Synopsis

Année 1970, un industriel italien à bord de sa somptueuse Maserati vient planquer sa petite fortune en Suisse, après un contrôle douanier, il se rend à la banque mais celle-ci est fermée. Lorsqu’il veut reprendre sa voiture celle-ci est bloquée par une moto. Alfredo Rossi commence à râler, quand soudain une femme toute de cuir noir et dont le casque laisse passer ses beaux cheveux blonds, vient dégager la moto. Subjugué, il suit l’inconnue qui l’amène dans une course poursuite dans les petites routes de montagnes. Mais sur un petit pont qui enjambe une rivière c’est la panne…

CRITIQUE

Soyons franc ce n’est pas la meilleure comédie à l’italienne d’Ettore Scola. Mais une petite comédie à l’italienne d’Ettore Scola qui a de la tenue!
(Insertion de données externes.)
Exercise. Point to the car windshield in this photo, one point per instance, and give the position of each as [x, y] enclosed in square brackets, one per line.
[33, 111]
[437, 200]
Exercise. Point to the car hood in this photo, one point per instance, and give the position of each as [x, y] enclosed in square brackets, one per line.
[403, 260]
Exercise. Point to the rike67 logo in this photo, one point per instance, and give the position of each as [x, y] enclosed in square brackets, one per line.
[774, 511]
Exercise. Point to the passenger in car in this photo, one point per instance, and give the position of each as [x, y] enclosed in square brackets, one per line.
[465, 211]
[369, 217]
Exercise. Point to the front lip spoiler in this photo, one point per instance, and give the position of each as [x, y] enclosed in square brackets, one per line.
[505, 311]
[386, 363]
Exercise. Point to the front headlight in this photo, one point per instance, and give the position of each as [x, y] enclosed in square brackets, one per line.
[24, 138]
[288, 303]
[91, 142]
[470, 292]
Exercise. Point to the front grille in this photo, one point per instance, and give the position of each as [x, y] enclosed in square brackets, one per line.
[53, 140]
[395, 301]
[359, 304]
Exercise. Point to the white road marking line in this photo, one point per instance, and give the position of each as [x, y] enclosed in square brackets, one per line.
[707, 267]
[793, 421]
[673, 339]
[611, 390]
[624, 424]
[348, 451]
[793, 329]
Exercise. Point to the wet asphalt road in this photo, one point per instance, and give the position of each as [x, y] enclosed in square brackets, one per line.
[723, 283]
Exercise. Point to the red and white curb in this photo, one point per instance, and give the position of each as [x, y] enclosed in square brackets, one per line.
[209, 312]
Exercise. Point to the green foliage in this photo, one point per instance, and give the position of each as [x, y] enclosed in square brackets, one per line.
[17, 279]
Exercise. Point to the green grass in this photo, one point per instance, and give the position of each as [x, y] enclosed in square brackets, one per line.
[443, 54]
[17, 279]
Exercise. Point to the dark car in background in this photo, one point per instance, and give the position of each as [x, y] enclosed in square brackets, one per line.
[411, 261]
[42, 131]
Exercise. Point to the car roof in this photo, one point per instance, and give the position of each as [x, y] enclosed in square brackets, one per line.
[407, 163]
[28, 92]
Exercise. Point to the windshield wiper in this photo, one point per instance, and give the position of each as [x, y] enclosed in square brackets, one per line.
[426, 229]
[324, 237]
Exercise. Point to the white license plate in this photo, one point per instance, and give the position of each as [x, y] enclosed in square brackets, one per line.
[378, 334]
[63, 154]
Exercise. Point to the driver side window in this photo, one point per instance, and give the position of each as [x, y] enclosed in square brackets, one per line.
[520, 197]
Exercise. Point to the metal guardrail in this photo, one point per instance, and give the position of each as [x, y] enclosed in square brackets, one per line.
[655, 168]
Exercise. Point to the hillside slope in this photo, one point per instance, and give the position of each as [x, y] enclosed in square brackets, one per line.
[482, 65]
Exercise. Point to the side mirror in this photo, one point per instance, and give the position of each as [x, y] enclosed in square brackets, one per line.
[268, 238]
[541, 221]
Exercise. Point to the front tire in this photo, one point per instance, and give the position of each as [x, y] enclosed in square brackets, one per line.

Tiré d’une oeuvre de Friedrich Dürrenmatt « La panne », ce film semble récréatif et le réalisateur s’autorise quelques facilités ou quelques scènes étirées au-delà du raisonnable. Cependant ce film sur le procès d’un inconnu invité par quatre vieux magistrats (un procureur, un juge, un avocat et un assesseur) qui s’amusent à fouiller la vie privée de leur hôte est plaisant à suivre. Le côté théâtral reste un handicap pour le film.

La distribution est grandiose, parfois on n’hésite pas à cabotiner côté Pierre Brasseur ou Michel Simon mais le spectateur passe un moment sympathique. C’est une comédie qui a de la tenue, pas une once de vulgarité, où il est question de pouvoir, d’argent, de sexe, de libations, d’agapes et autres tentations diverses et variées.

Face à quatre vétérans du cinéma français encore bien en forme, Alberto Sordi est grandiose.
Il joue à merveille un homme dont le passé est possiblement entaché de quelques gestes contraires à la loi des hommes.
Il rend avec prouesses les atermoiements d’un homme qui ne sait s’il est en danger ou juste dans une comédie mise en scène par quatre retraités en mal d’exercice de leur métier.

A la fin dramatique du film proposée en 1971, lui est substituée en 2014 une fin alternative rangée dans un tiroir. Plus explicite et moralisatrice mais moins percutante et mémorable.

Janet Agren est la touche féminine du film au sex appeal sur-développé. Attention les yeux!

Armando Trovajoli signe bien entendu une musique easy leastening de grande classe.

 

 

LA SCÈNE D’ANTHOLOGIE

La sentence a bien lieu dans un ralenti interminable. Heureusement le rire d’Alberto Sordi fait passer la pilule.

L’ANECDOTE

Pierre Brasseur décède d’un arrêt cardiaque dû à un emphysème à la fin du tournage du film. Il est encore en Italie à Brunico avec ses collègues acteurs.